Gold rose on Thursday as the previous day's 1 percent drop lured price-sensitive buyers, and as the dollar retreated from a seven-year high against the Japanese yen. The metal fell on Wednesday after a poll showed weaker support among Swiss voters for a referendum proposal that would force the central bank to boost its gold reserves. Appetite for physical gold sparked a reversal in that move, dealers said, with demand from buyers in Asia lifting gold off its overnight low at $1,176.56 an ounce.

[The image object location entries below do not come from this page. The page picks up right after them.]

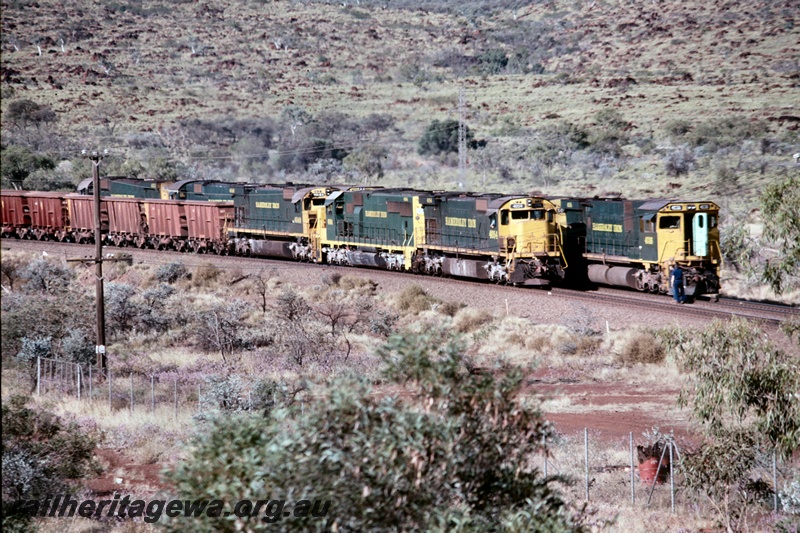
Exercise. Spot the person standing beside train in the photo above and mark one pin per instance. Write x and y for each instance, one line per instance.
(676, 280)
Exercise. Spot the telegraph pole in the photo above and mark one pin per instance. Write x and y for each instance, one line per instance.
(462, 139)
(100, 347)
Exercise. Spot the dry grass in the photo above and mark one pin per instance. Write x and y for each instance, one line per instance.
(635, 346)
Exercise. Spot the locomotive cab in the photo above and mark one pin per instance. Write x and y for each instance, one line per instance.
(688, 235)
(529, 239)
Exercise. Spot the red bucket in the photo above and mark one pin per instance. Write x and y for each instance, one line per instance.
(648, 469)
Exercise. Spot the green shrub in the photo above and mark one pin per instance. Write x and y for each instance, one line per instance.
(42, 456)
(742, 391)
(453, 453)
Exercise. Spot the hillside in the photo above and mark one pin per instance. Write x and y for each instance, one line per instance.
(642, 98)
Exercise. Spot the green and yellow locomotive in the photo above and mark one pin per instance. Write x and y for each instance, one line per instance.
(635, 243)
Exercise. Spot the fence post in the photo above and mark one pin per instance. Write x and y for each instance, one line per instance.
(671, 480)
(775, 480)
(633, 490)
(586, 458)
(544, 447)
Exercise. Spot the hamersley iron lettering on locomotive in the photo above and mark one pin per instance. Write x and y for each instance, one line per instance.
(515, 239)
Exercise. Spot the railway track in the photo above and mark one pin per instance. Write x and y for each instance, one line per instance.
(703, 309)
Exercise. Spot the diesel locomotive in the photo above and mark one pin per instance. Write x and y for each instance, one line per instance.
(516, 239)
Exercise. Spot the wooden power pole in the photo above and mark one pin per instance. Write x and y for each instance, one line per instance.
(100, 347)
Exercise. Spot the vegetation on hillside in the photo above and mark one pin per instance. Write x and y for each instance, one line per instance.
(454, 453)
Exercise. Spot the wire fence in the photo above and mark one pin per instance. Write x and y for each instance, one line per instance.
(601, 470)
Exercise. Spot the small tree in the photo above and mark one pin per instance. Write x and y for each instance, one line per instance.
(781, 213)
(452, 454)
(742, 391)
(42, 455)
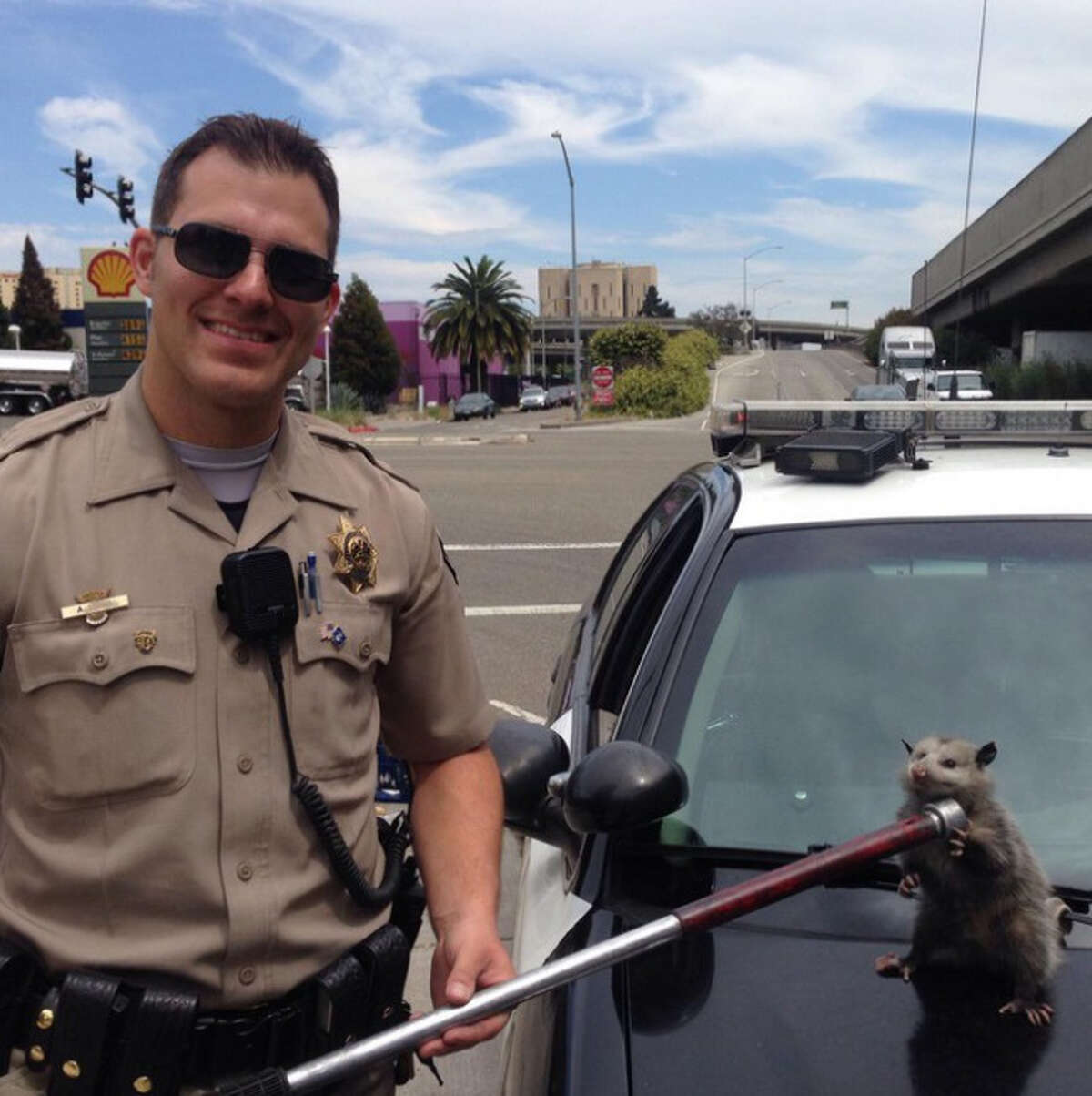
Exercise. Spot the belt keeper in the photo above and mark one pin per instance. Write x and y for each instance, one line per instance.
(39, 1031)
(154, 1043)
(16, 972)
(84, 1016)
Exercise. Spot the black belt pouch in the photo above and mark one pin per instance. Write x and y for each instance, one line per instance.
(359, 994)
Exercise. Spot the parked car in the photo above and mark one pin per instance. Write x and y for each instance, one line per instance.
(877, 392)
(774, 630)
(473, 406)
(533, 398)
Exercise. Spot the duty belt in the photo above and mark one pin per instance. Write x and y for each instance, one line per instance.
(101, 1036)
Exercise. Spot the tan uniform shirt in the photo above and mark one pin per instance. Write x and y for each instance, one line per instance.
(146, 817)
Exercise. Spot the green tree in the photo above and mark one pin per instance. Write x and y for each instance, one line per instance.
(654, 305)
(639, 343)
(361, 350)
(893, 318)
(35, 307)
(721, 321)
(479, 315)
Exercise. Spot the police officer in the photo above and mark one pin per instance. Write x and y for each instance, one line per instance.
(148, 832)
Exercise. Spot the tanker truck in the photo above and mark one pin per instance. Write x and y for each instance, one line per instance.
(33, 381)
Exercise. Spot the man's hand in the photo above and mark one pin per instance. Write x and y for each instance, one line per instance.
(467, 958)
(457, 817)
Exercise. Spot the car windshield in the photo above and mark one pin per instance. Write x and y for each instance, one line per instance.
(817, 650)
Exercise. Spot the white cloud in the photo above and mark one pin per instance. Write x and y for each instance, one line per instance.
(122, 144)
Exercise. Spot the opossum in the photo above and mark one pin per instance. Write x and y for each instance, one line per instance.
(985, 898)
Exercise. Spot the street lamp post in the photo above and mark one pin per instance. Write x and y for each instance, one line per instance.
(769, 310)
(326, 344)
(769, 247)
(573, 296)
(753, 299)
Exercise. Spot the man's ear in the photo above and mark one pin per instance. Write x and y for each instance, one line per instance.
(332, 302)
(141, 252)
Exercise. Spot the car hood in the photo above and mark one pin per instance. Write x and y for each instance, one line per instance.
(786, 1000)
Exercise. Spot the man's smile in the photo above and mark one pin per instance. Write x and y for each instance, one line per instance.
(233, 331)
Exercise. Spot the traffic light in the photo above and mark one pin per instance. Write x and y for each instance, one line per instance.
(126, 208)
(82, 176)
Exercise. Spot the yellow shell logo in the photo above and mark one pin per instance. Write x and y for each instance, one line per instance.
(111, 273)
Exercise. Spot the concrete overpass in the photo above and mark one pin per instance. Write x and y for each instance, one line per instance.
(787, 333)
(552, 337)
(1024, 264)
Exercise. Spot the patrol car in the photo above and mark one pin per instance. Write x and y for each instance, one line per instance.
(774, 630)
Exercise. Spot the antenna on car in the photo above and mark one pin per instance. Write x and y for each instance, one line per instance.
(966, 204)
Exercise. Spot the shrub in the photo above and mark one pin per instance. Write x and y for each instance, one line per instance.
(1041, 381)
(692, 348)
(628, 344)
(662, 391)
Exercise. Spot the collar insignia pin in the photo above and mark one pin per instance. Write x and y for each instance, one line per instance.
(356, 558)
(95, 606)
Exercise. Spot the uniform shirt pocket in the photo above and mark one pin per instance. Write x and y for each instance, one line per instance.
(106, 714)
(332, 688)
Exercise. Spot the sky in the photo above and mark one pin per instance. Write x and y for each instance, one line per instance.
(827, 141)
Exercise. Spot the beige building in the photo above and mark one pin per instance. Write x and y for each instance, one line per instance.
(607, 290)
(67, 284)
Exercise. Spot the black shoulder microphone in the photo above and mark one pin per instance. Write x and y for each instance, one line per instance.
(258, 595)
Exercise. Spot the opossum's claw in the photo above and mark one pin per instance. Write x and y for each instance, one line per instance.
(909, 884)
(1038, 1013)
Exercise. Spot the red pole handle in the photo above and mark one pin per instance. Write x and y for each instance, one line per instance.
(732, 902)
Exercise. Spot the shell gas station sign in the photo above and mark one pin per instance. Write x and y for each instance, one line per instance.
(115, 318)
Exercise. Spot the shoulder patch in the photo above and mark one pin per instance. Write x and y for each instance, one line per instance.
(327, 431)
(48, 423)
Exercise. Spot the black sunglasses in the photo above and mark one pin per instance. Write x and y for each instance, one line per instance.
(218, 252)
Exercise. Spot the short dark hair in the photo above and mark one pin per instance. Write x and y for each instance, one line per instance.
(254, 141)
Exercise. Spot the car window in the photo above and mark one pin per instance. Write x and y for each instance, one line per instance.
(633, 595)
(819, 649)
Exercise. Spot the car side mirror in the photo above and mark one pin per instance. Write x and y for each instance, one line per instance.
(620, 786)
(527, 756)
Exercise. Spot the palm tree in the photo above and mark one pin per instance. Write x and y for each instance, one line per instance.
(479, 315)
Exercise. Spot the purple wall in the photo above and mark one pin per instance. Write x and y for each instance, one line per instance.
(440, 378)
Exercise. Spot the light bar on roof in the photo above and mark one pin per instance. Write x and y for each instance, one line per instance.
(779, 421)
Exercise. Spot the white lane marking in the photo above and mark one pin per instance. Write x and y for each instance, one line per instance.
(592, 544)
(518, 713)
(521, 610)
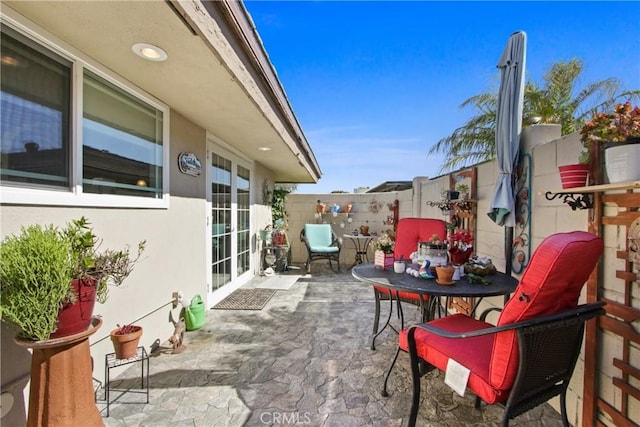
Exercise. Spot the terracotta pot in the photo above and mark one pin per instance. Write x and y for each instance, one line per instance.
(75, 317)
(572, 176)
(126, 345)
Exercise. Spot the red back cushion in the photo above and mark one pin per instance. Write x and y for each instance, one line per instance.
(410, 231)
(551, 283)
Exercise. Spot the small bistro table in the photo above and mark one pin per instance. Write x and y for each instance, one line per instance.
(501, 284)
(361, 246)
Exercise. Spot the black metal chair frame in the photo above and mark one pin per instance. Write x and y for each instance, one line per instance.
(331, 256)
(548, 347)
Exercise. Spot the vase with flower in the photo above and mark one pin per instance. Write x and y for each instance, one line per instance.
(460, 247)
(383, 255)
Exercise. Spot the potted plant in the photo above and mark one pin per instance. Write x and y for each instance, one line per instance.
(463, 189)
(125, 340)
(460, 247)
(618, 133)
(51, 278)
(383, 255)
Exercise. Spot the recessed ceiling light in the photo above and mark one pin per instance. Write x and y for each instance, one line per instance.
(149, 52)
(10, 60)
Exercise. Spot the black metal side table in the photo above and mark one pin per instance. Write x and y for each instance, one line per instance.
(111, 362)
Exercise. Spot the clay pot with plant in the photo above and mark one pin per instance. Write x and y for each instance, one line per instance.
(125, 340)
(618, 135)
(50, 278)
(463, 189)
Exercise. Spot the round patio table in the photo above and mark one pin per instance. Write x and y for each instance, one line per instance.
(501, 284)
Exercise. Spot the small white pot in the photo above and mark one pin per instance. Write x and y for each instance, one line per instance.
(398, 266)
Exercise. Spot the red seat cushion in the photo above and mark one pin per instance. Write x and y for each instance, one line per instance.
(473, 353)
(551, 283)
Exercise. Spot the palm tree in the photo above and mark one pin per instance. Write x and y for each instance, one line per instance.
(553, 102)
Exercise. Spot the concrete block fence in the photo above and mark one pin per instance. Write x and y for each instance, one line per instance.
(547, 150)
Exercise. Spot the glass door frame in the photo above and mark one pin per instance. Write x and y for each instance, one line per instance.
(213, 146)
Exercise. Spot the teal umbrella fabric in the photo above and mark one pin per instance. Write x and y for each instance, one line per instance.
(508, 127)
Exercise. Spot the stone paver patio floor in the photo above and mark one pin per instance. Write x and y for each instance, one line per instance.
(304, 359)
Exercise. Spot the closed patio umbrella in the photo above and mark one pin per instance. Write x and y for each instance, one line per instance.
(508, 127)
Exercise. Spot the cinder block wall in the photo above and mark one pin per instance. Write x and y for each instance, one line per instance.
(547, 150)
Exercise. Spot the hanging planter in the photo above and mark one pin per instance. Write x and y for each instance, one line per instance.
(572, 176)
(125, 341)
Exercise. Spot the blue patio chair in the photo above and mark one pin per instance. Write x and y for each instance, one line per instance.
(321, 243)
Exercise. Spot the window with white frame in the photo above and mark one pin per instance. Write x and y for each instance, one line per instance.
(119, 148)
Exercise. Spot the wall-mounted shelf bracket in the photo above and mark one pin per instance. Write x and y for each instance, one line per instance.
(582, 197)
(574, 200)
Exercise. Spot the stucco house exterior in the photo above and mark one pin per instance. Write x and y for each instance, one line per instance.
(180, 149)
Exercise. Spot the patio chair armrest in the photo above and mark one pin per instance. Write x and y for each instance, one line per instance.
(484, 314)
(585, 311)
(304, 239)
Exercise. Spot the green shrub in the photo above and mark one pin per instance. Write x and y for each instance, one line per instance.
(35, 278)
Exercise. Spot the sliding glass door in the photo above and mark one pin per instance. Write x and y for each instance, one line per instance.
(229, 194)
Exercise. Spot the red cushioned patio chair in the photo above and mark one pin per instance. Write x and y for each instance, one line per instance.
(409, 232)
(530, 355)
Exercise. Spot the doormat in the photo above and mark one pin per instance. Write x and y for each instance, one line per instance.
(246, 299)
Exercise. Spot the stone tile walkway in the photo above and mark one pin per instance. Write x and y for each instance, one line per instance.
(304, 359)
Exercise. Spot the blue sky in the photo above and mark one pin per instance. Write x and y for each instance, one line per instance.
(375, 84)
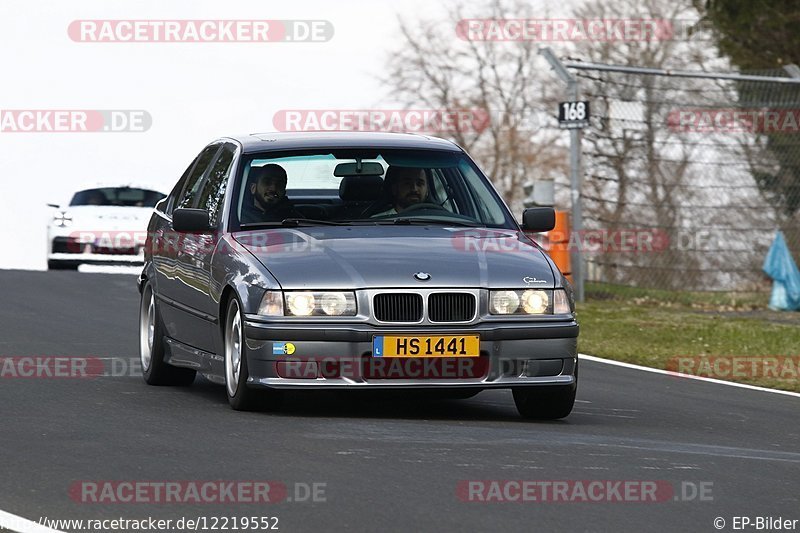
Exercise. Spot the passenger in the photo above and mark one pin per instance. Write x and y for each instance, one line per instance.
(407, 186)
(269, 202)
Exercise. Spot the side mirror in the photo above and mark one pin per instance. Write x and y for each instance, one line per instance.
(538, 219)
(191, 220)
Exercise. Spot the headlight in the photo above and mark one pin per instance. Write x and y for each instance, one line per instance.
(529, 302)
(62, 219)
(503, 302)
(316, 303)
(535, 302)
(271, 304)
(561, 303)
(300, 303)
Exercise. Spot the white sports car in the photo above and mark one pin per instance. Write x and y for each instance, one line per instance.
(101, 225)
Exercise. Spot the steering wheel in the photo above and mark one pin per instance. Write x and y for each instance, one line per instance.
(423, 205)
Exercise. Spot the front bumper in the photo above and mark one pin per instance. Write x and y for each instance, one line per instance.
(301, 356)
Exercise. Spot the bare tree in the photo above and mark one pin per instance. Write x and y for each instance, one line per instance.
(434, 68)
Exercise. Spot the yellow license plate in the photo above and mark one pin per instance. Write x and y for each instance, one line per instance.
(426, 346)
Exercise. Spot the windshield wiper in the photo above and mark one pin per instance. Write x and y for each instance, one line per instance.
(439, 221)
(293, 222)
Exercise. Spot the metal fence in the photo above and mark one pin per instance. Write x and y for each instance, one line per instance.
(686, 177)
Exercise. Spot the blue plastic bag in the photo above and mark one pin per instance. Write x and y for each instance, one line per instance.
(780, 266)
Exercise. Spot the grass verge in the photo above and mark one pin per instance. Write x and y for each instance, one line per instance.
(724, 336)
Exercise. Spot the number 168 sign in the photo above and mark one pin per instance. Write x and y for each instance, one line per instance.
(573, 114)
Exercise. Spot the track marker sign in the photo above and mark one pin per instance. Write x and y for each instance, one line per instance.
(573, 114)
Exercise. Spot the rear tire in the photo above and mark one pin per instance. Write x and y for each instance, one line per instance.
(240, 396)
(151, 346)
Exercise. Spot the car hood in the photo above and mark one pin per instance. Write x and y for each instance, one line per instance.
(389, 256)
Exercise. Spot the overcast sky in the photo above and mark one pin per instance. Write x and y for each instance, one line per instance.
(194, 92)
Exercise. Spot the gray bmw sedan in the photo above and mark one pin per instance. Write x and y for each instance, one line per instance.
(352, 261)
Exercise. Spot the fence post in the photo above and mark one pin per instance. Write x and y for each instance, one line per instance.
(575, 173)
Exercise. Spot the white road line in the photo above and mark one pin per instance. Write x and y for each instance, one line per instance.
(686, 376)
(22, 525)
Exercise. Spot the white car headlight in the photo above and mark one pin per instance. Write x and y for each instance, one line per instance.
(62, 219)
(316, 303)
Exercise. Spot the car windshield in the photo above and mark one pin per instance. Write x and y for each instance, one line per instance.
(117, 196)
(366, 187)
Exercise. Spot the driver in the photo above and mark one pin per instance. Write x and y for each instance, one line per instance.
(268, 196)
(407, 186)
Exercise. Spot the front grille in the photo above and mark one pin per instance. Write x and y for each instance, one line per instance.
(451, 307)
(397, 307)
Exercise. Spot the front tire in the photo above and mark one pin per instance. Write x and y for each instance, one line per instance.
(151, 346)
(240, 396)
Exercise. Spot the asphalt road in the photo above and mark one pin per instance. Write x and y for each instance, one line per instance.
(387, 463)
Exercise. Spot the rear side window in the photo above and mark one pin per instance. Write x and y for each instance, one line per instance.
(212, 194)
(190, 195)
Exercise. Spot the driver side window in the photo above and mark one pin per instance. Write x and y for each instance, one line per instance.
(190, 195)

Spot gold was up 0.8 percent at $1,192.69 an ounce at 1500 GMT, while US gold futures for December delivery were down $2.00 an ounce at $1,191.90. Earlier this month it slid to a 4-1/2 year low at $1,131.85. "You can't deny the fact that rising interest rates and a strong dollar aren't good for gold, and it is certainly our forecast that the dollar will strengthen further next year," Capital Economics analyst Caroline Bain said.
"On the positive side, though, we are at the kind of levels where we'd expect quite a rebound in physical demand." The dollar index eased on Thursday, but the currency held near a seven-year high versus the yen as investors bet that the Federal Reserve will start raising interest rates next year while the Japanese central bank maintains stimulative policies.
A stronger dollar tends to weigh on gold, which is priced in the US unit. Selling by gold funds resumed after a brief pause this week. The world's largest gold-backed exchange-traded fund, SPDR Gold Shares, said its holdings fell 0.3 percent to 720.91 tonnes on Wednesday. Gold exports to China from Switzerland, a major trading and refining centre, more than tripled to 42.5 tonnes last month, Swiss customs data showed.
Among other precious metals, platinum briefly slipped into a discount to gold for the first time since mid-October before recovering to trade at a premium of about $10 an ounce. Platinum was up 1.9 percent at $1,205 an ounce, while palladium was up 0.7 percent at $765.70 an ounce. Silver was up 0.3 percent at $16.14 an ounce.